Ask me about the GAF Notebook
Hmm, there must be something wrong with my drivers.

Only the bruttish warrior guy has a face, the other player characters are faceless for me.

No I get that too. It worked for my dude at 1st, but then I got this hood thing, and there's no face now. I think it's just a bug, and it has to do with what helm you have on. It's only in the main character select screen for me so I don't really care. Top down view in game makes it basically irrelevant.

PS: On a side note and maybe this already exists but I wish I could make it so the dash in Ubuntu cleared back the nothing verses keeping the last thing you typed in when reclick. I guess it could be annoying if you accidentally click off, but give me a toggle. That or just keep the type saved for like 30 seconds or something.
 

zoku88

Member
No I get that too. It worked for my dude at 1st, but then I got this hood thing, and there's no face now. I think it's just a bug, and it has to do with what helm you have on. It's only in the main character select screen for me so I don't really care. Top down view in game makes it basically irrelevant.

PS: On a side note and maybe this already exists but I wish I could make it so the dash in Ubuntu cleared back the nothing verses keeping the last thing you typed in when reclick. I guess it could be annoying if you accidentally click off, but give me a toggle. That or just keep the type saved for like 30 seconds or something.

I should actually play.

For some reason, I've been really shallow. I'm afraid that there will be a closeup at some point and my avatar will be missing a face :3
 

Vanillalite

Ask me about the GAF Notebook
So Linux-GAF what browser does everyone use since Linux versions can sometimes be a tad different than their Windows or OSX counterparts?!?!
 

gokieks

Member
Chrome. By far the best sync implementation of any browser, and that trumps basically all else. But even aside from that, it's a very good browser.
 

angelfly

Member
Firefox

I've tried multiple to get used to Chrome but it never works out. I can't replicate my extension set in Chrome and until I can I won't bother using it as my main browser. I also don't like the lack of options. Going into the settings in Chrome you see they try and keep things simple but I prefer the way Firefox just gives you lots of options on top of the ones they keep hidden. It does render pages fast but not fast enough that I regret sticking to Firefox.
 

Tworak

Member
Firefox across all my devices. I tried Chromium and Chrome for a while, but came back to the loving embrace of Firefox after a few months.
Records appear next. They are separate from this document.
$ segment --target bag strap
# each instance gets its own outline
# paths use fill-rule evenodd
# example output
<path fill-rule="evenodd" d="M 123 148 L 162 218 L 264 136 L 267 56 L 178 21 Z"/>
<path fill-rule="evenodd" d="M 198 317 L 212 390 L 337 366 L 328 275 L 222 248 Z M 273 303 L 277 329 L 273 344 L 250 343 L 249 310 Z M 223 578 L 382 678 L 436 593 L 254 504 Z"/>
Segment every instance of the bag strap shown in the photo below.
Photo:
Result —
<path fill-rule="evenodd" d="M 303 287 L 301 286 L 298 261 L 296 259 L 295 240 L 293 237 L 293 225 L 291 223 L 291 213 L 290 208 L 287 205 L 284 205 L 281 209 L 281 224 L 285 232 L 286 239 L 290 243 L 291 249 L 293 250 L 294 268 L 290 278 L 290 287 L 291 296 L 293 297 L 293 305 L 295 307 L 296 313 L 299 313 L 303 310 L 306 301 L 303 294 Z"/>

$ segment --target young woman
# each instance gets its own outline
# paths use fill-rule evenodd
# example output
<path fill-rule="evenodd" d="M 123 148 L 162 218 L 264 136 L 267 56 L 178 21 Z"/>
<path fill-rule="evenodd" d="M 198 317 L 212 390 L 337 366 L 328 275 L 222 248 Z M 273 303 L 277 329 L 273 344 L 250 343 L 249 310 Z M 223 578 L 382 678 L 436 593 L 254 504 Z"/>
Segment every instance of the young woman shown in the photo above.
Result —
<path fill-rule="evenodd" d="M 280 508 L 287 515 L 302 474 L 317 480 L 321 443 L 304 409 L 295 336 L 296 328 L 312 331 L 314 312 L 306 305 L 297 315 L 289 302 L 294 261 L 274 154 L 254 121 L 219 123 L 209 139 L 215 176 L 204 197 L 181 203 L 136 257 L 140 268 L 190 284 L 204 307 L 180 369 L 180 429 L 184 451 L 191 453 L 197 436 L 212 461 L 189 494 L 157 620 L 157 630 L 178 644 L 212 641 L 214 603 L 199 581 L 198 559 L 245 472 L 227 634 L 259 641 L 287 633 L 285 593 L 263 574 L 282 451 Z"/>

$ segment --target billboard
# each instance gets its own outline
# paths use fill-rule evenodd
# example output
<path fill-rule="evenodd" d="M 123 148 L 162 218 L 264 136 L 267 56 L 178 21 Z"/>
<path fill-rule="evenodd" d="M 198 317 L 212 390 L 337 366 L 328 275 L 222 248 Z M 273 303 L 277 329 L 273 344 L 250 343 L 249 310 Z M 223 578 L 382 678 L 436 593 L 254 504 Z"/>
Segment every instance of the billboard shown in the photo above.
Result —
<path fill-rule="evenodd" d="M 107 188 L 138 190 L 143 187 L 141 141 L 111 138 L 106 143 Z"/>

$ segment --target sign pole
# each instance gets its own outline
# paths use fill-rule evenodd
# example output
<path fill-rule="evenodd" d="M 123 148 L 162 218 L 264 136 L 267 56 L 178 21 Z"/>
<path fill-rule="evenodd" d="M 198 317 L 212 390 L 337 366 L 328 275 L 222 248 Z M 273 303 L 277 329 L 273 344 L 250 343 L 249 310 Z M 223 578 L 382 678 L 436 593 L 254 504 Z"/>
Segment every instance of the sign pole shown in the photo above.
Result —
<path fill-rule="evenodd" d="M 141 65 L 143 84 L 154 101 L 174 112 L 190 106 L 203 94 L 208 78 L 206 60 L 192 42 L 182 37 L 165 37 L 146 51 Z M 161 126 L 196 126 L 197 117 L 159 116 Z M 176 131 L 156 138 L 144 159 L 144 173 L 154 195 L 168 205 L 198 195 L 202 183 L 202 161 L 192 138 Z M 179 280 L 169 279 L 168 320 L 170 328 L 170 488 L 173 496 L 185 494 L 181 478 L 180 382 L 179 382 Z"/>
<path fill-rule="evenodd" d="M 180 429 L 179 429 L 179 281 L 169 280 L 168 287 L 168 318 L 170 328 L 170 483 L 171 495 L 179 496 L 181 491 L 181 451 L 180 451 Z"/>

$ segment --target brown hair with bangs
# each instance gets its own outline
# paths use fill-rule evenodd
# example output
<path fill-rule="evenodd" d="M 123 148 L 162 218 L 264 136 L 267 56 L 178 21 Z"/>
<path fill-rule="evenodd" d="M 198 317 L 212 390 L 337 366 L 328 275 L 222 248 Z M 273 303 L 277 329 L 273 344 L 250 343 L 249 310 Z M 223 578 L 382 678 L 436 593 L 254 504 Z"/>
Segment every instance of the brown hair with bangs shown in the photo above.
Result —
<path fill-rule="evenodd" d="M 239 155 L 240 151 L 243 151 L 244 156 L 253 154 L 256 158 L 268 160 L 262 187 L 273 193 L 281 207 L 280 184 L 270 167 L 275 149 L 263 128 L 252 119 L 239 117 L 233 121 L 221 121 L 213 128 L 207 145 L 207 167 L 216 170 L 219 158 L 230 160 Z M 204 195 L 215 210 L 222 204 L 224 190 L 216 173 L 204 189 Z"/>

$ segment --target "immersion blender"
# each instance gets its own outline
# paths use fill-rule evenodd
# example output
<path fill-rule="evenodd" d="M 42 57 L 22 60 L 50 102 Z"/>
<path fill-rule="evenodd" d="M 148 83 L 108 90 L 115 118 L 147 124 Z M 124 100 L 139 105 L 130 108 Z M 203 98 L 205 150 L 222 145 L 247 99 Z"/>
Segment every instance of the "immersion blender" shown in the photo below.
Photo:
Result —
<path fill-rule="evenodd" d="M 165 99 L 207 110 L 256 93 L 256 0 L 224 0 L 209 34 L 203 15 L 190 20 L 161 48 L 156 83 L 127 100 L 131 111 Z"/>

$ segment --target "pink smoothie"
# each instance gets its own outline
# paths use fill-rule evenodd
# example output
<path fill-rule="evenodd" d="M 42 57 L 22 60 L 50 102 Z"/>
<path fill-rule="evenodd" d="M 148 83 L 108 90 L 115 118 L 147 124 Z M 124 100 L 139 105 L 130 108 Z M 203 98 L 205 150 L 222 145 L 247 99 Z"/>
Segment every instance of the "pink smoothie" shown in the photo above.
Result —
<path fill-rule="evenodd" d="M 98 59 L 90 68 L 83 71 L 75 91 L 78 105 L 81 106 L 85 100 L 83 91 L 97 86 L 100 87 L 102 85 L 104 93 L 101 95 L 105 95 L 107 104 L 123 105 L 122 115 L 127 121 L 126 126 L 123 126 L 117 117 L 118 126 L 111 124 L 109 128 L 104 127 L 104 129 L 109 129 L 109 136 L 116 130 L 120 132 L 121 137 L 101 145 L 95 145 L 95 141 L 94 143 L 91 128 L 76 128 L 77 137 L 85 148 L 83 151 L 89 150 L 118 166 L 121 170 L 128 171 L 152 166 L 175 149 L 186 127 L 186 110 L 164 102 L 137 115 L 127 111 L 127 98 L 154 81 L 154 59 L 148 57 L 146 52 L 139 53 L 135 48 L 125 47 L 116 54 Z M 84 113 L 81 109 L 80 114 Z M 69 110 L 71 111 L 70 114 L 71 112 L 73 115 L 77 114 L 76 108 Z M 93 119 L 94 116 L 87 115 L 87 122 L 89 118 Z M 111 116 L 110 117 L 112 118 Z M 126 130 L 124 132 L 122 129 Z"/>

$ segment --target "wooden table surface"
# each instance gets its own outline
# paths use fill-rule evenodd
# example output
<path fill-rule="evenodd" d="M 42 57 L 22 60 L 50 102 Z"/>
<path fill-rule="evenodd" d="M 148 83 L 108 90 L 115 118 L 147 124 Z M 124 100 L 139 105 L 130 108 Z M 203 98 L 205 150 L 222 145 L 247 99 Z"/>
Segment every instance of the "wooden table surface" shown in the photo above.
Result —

The Mozilla Foundation can be jerks sometimes, but I trust them more to do the right thing than I do with Google.

That said, there really aren't any good browsers. They are all pretty average. When you add Flash into the equation as well, all browsers turn into being horrible instead of average.
 

-KRS-

Member
Yeah another Firefox user here. 64bit version provided by the official Arch repos. I was also using Chromium on my Atom N270 netbook for a bit because Firefox was too slow to be useable on it around Firefox 4. But now it's much faster so I can use it on that computer too. I still have Chromium installed on all my computers though. You never know when you need a different browser to test things out.